Not everyone sees their hair as political, but unfortunately, I don’t think this discourse will stop until afro hair is seen as equal. Afro hair is still not a protected attribute by the UK Equality Act. Even when this change in law eventually comes into play, societal attitudes take a long time to change, although, with every conversation, podcast, book, and TV show that talks about afro hair in its beauty and positivity, this will hopefully allow us to just be with our hair.

You recently won Moment of The Year at the British Podcast Awards. Firstly, congratulations. But was it a bitter-sweet moment as it surrounded the conversation you had with the CEO of Paks Cosmetics who said some outlandish things about Black Business having no value?

I wouldn’t say it’s a bittersweet moment as that moment created a huge conversation online about how important it is to support Black Businesses. I shared a whole list of Black businesses that people can buy from and others were doing the same. This is collective action. We need to actively support our community in order for it to grow and Coiled as a platform created this conversation which as a result has made many people in the Black community become more conscious shoppers and I’m proud that we were able to create this change through the podcast.

You are the Commissioning Producer of BBC Sounds Audio Lab, can you tell us about the Audio Lab, what you look for as a commissioner, and what we can expect from the upcoming set this month?

Audio Lab is a development programme that we have created at the BBC, where for the first time, individual creators can pitch in ideas and get them commissioned, breaking down the barrier to entry of having to pitch through a production company. As a commissioner, I get excited about stories that I have not heard before from different perspectives and points of view. I’m passionate about raising the voices of underrepresented groups through audio.

I’m super excited about the next collection of content we’re putting out. We have Who was Michael X which is the story of a Black British Black Panther Leader whose story is mostly unknown by Hamza Salmi. We have The Reset which is an exploration of the messier aspects of the human experience through the lens of a Black woman coming of age in her 30’s, by Jade Scott.

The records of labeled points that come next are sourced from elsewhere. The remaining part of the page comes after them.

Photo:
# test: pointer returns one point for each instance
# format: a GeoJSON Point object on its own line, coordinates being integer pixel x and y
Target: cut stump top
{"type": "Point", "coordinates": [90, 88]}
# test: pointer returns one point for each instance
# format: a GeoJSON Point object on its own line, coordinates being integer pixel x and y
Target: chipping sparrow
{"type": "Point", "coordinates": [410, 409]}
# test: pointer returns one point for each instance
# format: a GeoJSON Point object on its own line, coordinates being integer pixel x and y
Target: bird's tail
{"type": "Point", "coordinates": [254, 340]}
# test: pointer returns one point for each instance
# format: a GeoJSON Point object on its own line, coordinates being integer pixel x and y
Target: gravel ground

We also have Colouring in Britain by Tommy Dixon which documents the stories of influential Black British people of colour such as Benjamin Zephaniah, Claudia Jones and Paul Stephenson.

Adam Zmith, Hamza Salmi, Jade Scott, Hanna Adan, Talia Randall and Tommy Dixon


Out of all the podcasts you have commissioned for the BBC, what has been the one you are most proud of and why?

I’m extremely proud of all 6 of the podcasts we’ve commissioned, developed and released as part of BBC Sounds Audio Lab as I don’t think they would be made or commissioned anywhere else and they are all fantastic stories that tell us something important about the society that we live in.

Podcasting is a relatively new industry, what is it that draws the audience in? And do you think that with podcasting platforms like BBC Sounds Audio a space has been created for new voices that didn’t have a place in TV / radio?

There are definitely more opportunities within audio and podcasting. It’s one of the few forms of media that doesn’t have barriers to entry; anyone can start and publish a podcast, which I think is great. It is definitely a space to develop new voices and as a creator build an audience and I think we’ll see more podcast formats translating into TV as the industry matures and grows.

What podcast are you currently listening to?

I’m so happy that The Read is back, that’s one of my staples. I’m also listening to Wondery’s Scamfluencers.

GETTING TO KNOW YOU …

  • A book you treasure? Becoming by Michelle Obama

  • A song / album that defines the soundtrack of your life to date? Break My Soul Beyonce

  • A film / TV show that you can watch/have watched repeatedly? Girlfriends

  • The first stage production you saw and what it meant to you (play, dance or concert)? My first Beyonce Concert; I’ve seen her live now 6 times. Beyonce inspires me so much; she shows me that as a Black woman, you can truly achieve anything.

  • What’s made you sad, mad, and glad this week? Sad: Cost of Living. Mad: Beyonce’s Renaissance – mad hyped!! Glad: The return of carnival is coming!